A cash-secured put on IT is the cash-secured put strategy applied to IT (stock). The strategy is structurally neutral to slightly bullish: A cash-secured put sells an out-of-the-money put while holding cash equal to the strike-times-100 obligation, keeping the premium when the underlying stays above the strike. With IT stock trading near $145.80, the strikes shown on this page are snapped to the nearest listed IT chain strike and the premiums come straight from the end-of-day bid/ask midpoint.
How are IT cash-secured put max profit and max loss calculated?
Max profit equals premium times 100; max loss equals strike minus premium times 100 (at zero, assuming assignment). Breakeven is strike minus premium. For the IT cash-secured put priced from the end-of-day chain at a 30-day expiry (ATM IV 48.70%), the computed maximum profit is $610.00 per contract and the computed maximum loss is -$13,389.00 per contract. Live intraday quotes will differ as the chain moves through the trading session.

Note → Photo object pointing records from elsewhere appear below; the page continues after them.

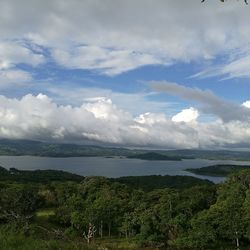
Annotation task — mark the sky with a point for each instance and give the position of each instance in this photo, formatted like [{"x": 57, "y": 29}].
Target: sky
[{"x": 135, "y": 73}]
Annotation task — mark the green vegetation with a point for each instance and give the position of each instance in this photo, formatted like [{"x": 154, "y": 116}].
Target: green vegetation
[
  {"x": 36, "y": 148},
  {"x": 151, "y": 182},
  {"x": 218, "y": 170},
  {"x": 101, "y": 213},
  {"x": 37, "y": 176}
]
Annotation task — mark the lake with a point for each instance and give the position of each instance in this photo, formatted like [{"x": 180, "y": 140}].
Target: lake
[{"x": 113, "y": 167}]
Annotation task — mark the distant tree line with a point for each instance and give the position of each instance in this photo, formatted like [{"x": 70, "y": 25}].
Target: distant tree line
[{"x": 96, "y": 210}]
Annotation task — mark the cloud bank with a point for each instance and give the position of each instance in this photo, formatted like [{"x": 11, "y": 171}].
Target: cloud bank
[{"x": 38, "y": 117}]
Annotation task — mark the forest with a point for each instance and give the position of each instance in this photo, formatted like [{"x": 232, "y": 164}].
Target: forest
[{"x": 69, "y": 212}]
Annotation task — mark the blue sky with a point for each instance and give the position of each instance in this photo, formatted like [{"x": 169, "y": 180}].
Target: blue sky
[{"x": 168, "y": 74}]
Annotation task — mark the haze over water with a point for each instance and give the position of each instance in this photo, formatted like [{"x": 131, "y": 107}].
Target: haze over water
[{"x": 113, "y": 167}]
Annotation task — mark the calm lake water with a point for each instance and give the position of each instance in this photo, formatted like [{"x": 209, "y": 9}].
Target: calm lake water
[{"x": 113, "y": 167}]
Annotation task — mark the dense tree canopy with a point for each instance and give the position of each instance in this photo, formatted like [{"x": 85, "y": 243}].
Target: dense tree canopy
[{"x": 96, "y": 209}]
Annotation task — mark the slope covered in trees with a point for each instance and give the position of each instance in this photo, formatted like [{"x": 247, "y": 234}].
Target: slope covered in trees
[{"x": 98, "y": 213}]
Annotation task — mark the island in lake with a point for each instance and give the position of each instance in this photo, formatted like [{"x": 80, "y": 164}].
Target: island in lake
[{"x": 218, "y": 170}]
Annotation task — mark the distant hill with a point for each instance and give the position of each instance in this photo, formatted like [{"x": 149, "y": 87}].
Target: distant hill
[
  {"x": 218, "y": 170},
  {"x": 37, "y": 148},
  {"x": 37, "y": 176},
  {"x": 153, "y": 156},
  {"x": 146, "y": 183}
]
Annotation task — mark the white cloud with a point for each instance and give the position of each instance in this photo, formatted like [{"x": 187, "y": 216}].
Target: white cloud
[
  {"x": 10, "y": 78},
  {"x": 105, "y": 61},
  {"x": 114, "y": 36},
  {"x": 13, "y": 53},
  {"x": 246, "y": 104},
  {"x": 186, "y": 115},
  {"x": 209, "y": 103},
  {"x": 38, "y": 117}
]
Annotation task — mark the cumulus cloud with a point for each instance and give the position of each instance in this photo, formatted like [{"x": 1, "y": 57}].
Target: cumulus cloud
[
  {"x": 246, "y": 104},
  {"x": 39, "y": 117},
  {"x": 105, "y": 61},
  {"x": 186, "y": 115},
  {"x": 209, "y": 102},
  {"x": 12, "y": 54}
]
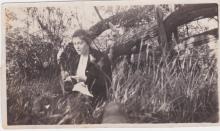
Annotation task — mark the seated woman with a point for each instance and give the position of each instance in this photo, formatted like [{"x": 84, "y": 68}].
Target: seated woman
[{"x": 85, "y": 67}]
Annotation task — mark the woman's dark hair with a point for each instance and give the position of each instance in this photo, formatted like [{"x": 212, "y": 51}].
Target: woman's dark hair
[{"x": 82, "y": 34}]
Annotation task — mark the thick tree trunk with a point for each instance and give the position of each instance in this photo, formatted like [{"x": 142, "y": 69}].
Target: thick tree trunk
[{"x": 185, "y": 14}]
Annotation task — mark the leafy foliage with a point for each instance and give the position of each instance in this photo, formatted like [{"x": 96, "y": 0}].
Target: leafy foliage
[{"x": 181, "y": 89}]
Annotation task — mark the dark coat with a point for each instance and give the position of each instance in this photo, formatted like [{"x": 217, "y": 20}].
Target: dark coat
[{"x": 98, "y": 70}]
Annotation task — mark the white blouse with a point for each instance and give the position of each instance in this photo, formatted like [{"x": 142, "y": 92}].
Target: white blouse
[{"x": 81, "y": 69}]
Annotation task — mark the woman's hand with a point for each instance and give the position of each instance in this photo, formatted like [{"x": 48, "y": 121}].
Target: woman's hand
[
  {"x": 64, "y": 74},
  {"x": 79, "y": 78}
]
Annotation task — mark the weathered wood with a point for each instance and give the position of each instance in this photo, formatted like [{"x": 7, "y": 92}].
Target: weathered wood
[
  {"x": 195, "y": 40},
  {"x": 193, "y": 12},
  {"x": 185, "y": 14}
]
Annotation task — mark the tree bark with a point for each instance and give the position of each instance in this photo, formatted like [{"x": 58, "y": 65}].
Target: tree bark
[{"x": 185, "y": 14}]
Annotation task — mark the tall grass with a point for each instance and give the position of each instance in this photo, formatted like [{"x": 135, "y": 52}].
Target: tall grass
[
  {"x": 177, "y": 90},
  {"x": 162, "y": 90}
]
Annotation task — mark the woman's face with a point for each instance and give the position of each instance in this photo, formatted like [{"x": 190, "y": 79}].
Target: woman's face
[{"x": 80, "y": 46}]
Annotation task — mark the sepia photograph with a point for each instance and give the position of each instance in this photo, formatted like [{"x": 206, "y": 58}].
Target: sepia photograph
[{"x": 113, "y": 62}]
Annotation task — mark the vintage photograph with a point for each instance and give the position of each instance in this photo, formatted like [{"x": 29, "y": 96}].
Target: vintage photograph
[{"x": 74, "y": 63}]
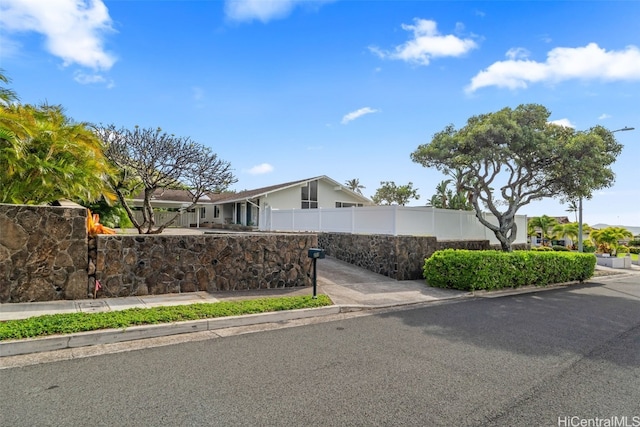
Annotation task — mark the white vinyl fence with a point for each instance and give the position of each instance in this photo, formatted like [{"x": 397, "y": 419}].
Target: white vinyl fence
[{"x": 444, "y": 224}]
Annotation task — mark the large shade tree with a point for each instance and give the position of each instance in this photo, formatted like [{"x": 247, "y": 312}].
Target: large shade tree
[
  {"x": 542, "y": 224},
  {"x": 512, "y": 157},
  {"x": 354, "y": 185},
  {"x": 150, "y": 159}
]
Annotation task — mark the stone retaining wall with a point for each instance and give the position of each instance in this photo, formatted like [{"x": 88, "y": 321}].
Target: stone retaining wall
[
  {"x": 398, "y": 257},
  {"x": 43, "y": 253},
  {"x": 158, "y": 264}
]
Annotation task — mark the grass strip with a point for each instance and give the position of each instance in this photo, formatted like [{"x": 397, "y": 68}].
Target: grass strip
[{"x": 67, "y": 323}]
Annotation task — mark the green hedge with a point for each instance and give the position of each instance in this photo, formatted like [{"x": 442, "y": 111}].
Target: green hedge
[{"x": 473, "y": 270}]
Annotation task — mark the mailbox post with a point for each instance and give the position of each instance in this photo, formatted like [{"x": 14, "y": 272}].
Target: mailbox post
[{"x": 315, "y": 254}]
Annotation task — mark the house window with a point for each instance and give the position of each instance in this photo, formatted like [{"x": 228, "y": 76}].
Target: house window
[
  {"x": 348, "y": 204},
  {"x": 310, "y": 195}
]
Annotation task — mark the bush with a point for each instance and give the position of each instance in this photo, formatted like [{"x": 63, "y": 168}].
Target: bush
[{"x": 472, "y": 270}]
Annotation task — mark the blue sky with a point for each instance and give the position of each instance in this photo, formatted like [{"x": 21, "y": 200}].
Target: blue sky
[{"x": 286, "y": 90}]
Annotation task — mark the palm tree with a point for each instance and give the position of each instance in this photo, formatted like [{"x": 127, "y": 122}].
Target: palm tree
[
  {"x": 354, "y": 185},
  {"x": 607, "y": 239},
  {"x": 573, "y": 207},
  {"x": 45, "y": 156},
  {"x": 564, "y": 231},
  {"x": 7, "y": 96},
  {"x": 543, "y": 225}
]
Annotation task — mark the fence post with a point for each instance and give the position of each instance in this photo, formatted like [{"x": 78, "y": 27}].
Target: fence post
[
  {"x": 395, "y": 220},
  {"x": 353, "y": 219}
]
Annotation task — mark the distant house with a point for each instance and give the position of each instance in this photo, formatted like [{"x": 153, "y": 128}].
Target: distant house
[{"x": 245, "y": 207}]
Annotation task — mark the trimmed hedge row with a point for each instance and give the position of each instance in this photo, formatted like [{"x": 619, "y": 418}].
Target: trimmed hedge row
[{"x": 474, "y": 270}]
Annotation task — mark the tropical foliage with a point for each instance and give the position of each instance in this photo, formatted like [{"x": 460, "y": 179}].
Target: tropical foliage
[
  {"x": 525, "y": 157},
  {"x": 45, "y": 156},
  {"x": 608, "y": 239},
  {"x": 457, "y": 198},
  {"x": 354, "y": 185},
  {"x": 150, "y": 159}
]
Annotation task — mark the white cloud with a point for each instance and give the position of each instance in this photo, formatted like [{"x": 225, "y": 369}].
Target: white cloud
[
  {"x": 517, "y": 53},
  {"x": 86, "y": 79},
  {"x": 564, "y": 123},
  {"x": 586, "y": 63},
  {"x": 74, "y": 29},
  {"x": 264, "y": 10},
  {"x": 356, "y": 114},
  {"x": 260, "y": 169},
  {"x": 426, "y": 44}
]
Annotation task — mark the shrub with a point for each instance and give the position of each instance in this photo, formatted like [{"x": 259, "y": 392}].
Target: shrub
[
  {"x": 471, "y": 270},
  {"x": 588, "y": 247}
]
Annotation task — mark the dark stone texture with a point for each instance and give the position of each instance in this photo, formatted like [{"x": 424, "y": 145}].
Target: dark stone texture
[{"x": 157, "y": 264}]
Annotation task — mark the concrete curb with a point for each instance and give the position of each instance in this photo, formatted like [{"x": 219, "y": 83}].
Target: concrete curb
[{"x": 109, "y": 336}]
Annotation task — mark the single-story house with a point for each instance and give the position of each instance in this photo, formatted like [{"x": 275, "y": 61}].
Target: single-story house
[{"x": 245, "y": 207}]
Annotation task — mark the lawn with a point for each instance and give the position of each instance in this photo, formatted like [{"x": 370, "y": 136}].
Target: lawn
[{"x": 81, "y": 322}]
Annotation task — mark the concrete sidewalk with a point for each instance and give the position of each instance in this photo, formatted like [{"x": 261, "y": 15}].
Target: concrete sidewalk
[
  {"x": 345, "y": 284},
  {"x": 349, "y": 287}
]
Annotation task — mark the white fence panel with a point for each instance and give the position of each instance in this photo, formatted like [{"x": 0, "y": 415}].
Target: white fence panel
[
  {"x": 373, "y": 220},
  {"x": 338, "y": 220},
  {"x": 445, "y": 224},
  {"x": 416, "y": 221},
  {"x": 184, "y": 220},
  {"x": 306, "y": 220}
]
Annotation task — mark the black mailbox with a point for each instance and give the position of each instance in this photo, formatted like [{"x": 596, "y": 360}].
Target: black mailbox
[{"x": 316, "y": 253}]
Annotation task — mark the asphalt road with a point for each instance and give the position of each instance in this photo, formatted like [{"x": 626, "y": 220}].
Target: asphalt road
[{"x": 551, "y": 358}]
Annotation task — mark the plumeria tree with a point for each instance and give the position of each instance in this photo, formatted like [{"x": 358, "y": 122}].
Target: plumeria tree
[{"x": 150, "y": 159}]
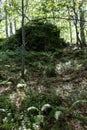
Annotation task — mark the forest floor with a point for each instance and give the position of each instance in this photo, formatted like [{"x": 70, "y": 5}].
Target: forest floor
[{"x": 63, "y": 72}]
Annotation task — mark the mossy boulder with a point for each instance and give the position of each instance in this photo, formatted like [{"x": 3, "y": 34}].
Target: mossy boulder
[{"x": 39, "y": 36}]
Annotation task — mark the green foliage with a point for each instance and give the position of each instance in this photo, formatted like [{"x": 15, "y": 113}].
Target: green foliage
[{"x": 39, "y": 36}]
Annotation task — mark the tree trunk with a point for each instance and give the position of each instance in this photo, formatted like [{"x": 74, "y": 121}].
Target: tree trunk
[
  {"x": 76, "y": 24},
  {"x": 6, "y": 21},
  {"x": 82, "y": 34},
  {"x": 23, "y": 42}
]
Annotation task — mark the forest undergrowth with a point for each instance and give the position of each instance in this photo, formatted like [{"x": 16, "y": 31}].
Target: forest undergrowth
[{"x": 57, "y": 80}]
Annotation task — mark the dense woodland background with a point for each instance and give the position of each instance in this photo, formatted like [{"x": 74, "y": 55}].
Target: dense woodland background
[{"x": 43, "y": 65}]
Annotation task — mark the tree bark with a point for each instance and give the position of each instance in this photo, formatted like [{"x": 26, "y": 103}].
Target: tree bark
[{"x": 23, "y": 42}]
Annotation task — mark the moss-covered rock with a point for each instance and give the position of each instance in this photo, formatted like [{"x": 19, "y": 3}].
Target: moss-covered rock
[{"x": 39, "y": 36}]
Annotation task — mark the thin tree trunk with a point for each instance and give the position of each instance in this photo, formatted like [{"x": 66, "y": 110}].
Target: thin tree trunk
[
  {"x": 11, "y": 27},
  {"x": 76, "y": 24},
  {"x": 23, "y": 42},
  {"x": 82, "y": 34},
  {"x": 6, "y": 21}
]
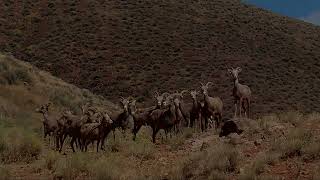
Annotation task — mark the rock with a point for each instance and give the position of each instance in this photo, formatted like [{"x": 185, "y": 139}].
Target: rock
[
  {"x": 204, "y": 146},
  {"x": 235, "y": 139}
]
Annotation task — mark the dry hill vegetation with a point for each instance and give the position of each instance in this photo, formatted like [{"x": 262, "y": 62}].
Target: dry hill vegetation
[
  {"x": 133, "y": 47},
  {"x": 276, "y": 146}
]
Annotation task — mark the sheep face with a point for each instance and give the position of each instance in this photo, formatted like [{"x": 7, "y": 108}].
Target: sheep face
[
  {"x": 132, "y": 107},
  {"x": 125, "y": 103},
  {"x": 234, "y": 72},
  {"x": 194, "y": 94},
  {"x": 205, "y": 88},
  {"x": 43, "y": 108}
]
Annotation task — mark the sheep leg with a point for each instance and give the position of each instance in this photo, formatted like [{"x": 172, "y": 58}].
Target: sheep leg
[
  {"x": 98, "y": 142},
  {"x": 240, "y": 107},
  {"x": 71, "y": 143},
  {"x": 135, "y": 131},
  {"x": 114, "y": 135},
  {"x": 62, "y": 139},
  {"x": 154, "y": 134},
  {"x": 248, "y": 108},
  {"x": 235, "y": 109}
]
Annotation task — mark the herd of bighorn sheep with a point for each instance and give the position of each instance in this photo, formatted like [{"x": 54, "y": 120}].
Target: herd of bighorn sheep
[{"x": 170, "y": 113}]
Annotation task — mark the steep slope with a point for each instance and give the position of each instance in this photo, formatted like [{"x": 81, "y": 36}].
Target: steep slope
[
  {"x": 124, "y": 47},
  {"x": 23, "y": 88}
]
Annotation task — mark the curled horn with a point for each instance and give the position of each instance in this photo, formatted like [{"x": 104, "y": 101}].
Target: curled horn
[
  {"x": 130, "y": 98},
  {"x": 208, "y": 83},
  {"x": 165, "y": 94},
  {"x": 122, "y": 98},
  {"x": 183, "y": 91},
  {"x": 156, "y": 93}
]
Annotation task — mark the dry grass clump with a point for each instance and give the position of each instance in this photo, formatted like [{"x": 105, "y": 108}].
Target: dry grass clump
[
  {"x": 4, "y": 173},
  {"x": 293, "y": 117},
  {"x": 214, "y": 162},
  {"x": 18, "y": 144},
  {"x": 293, "y": 143}
]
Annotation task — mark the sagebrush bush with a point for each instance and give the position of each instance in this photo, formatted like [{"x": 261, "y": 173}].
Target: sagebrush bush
[
  {"x": 293, "y": 143},
  {"x": 4, "y": 174},
  {"x": 73, "y": 166},
  {"x": 18, "y": 144},
  {"x": 218, "y": 159},
  {"x": 141, "y": 148},
  {"x": 293, "y": 117}
]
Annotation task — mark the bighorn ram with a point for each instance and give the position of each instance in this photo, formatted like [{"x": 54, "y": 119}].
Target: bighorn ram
[
  {"x": 50, "y": 124},
  {"x": 241, "y": 93},
  {"x": 195, "y": 114},
  {"x": 120, "y": 119},
  {"x": 140, "y": 118},
  {"x": 163, "y": 118},
  {"x": 160, "y": 99},
  {"x": 96, "y": 131},
  {"x": 212, "y": 106}
]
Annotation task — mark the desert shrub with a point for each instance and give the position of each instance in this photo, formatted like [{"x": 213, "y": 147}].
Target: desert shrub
[
  {"x": 263, "y": 159},
  {"x": 50, "y": 160},
  {"x": 215, "y": 161},
  {"x": 113, "y": 168},
  {"x": 293, "y": 143},
  {"x": 12, "y": 75},
  {"x": 4, "y": 174},
  {"x": 293, "y": 117},
  {"x": 311, "y": 151},
  {"x": 176, "y": 141},
  {"x": 315, "y": 116},
  {"x": 141, "y": 148},
  {"x": 18, "y": 144},
  {"x": 73, "y": 166}
]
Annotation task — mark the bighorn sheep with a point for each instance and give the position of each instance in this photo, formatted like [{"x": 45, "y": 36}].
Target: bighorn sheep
[
  {"x": 184, "y": 108},
  {"x": 50, "y": 124},
  {"x": 241, "y": 93},
  {"x": 195, "y": 113},
  {"x": 120, "y": 119},
  {"x": 229, "y": 127},
  {"x": 160, "y": 99},
  {"x": 212, "y": 106},
  {"x": 140, "y": 118},
  {"x": 91, "y": 132},
  {"x": 163, "y": 118}
]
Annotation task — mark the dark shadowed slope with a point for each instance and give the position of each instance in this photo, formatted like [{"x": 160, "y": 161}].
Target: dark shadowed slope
[{"x": 123, "y": 47}]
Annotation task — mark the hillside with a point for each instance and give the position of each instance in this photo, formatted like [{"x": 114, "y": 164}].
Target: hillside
[
  {"x": 135, "y": 47},
  {"x": 276, "y": 146},
  {"x": 23, "y": 88}
]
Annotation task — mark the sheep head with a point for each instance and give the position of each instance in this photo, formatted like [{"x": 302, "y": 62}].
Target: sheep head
[
  {"x": 205, "y": 88},
  {"x": 44, "y": 108},
  {"x": 234, "y": 72},
  {"x": 194, "y": 94},
  {"x": 125, "y": 103},
  {"x": 160, "y": 98},
  {"x": 132, "y": 106}
]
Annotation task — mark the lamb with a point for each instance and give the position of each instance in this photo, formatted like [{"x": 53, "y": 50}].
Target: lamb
[
  {"x": 91, "y": 132},
  {"x": 163, "y": 118},
  {"x": 120, "y": 119},
  {"x": 212, "y": 106},
  {"x": 195, "y": 113},
  {"x": 140, "y": 118},
  {"x": 50, "y": 124},
  {"x": 229, "y": 127},
  {"x": 241, "y": 93}
]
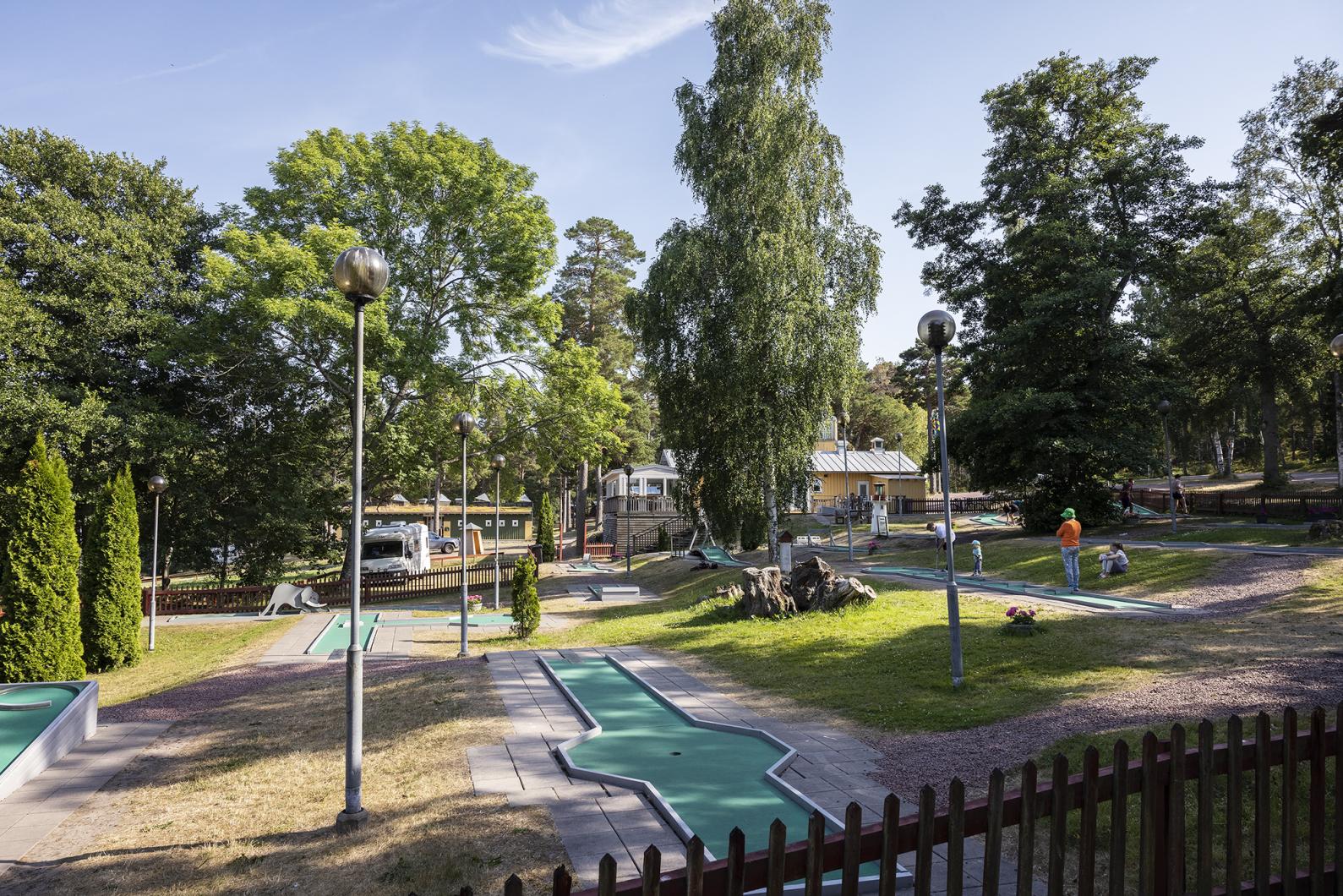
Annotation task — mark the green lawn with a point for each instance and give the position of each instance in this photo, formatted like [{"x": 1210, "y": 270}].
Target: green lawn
[
  {"x": 1153, "y": 571},
  {"x": 184, "y": 653},
  {"x": 887, "y": 665}
]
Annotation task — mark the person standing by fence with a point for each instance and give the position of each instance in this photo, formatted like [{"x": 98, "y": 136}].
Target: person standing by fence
[{"x": 1071, "y": 546}]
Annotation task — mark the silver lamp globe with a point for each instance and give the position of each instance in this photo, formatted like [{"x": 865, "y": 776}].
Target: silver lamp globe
[
  {"x": 463, "y": 423},
  {"x": 936, "y": 330},
  {"x": 360, "y": 273}
]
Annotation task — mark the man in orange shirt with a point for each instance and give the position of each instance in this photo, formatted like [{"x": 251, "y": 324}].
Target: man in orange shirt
[{"x": 1071, "y": 544}]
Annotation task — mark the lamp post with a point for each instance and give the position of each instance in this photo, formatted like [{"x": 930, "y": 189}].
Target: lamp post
[
  {"x": 629, "y": 522},
  {"x": 497, "y": 462},
  {"x": 936, "y": 330},
  {"x": 848, "y": 504},
  {"x": 1336, "y": 349},
  {"x": 1163, "y": 407},
  {"x": 463, "y": 423},
  {"x": 900, "y": 451},
  {"x": 157, "y": 485},
  {"x": 360, "y": 274}
]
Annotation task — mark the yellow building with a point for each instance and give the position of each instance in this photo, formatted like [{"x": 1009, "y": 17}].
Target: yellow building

What is the breakeven for a IT cash-secured put?
The breakeven for the IT cash-secured put priced on this page is roughly $133.90 at expiration, derived from end-of-day chain premiums. Breakeven is the underlying price at which the strategy's P&L crosses zero ignoring transaction costs and assignment risk. The current IT market-implied 1-standard-deviation expected move is approximately 13.96%; if the move sits well outside the breakeven distance, the structure's risk-reward becomes correspondingly tighter.
When should you consider a cash-secured put on IT?
Cash-secured puts on IT earn premium while a trader waits to acquire IT stock at a target strike below the current quote; most attractive when IV is rich and the trader is comfortable owning IT.
How does current IT implied volatility affect this cash-secured put?
IT ATM IV is at 48.70% with IV rank near 36.29%, which is mid-range against its 1-year history. Strategy selection depends more on directional thesis and expected move than on a strong IV signal.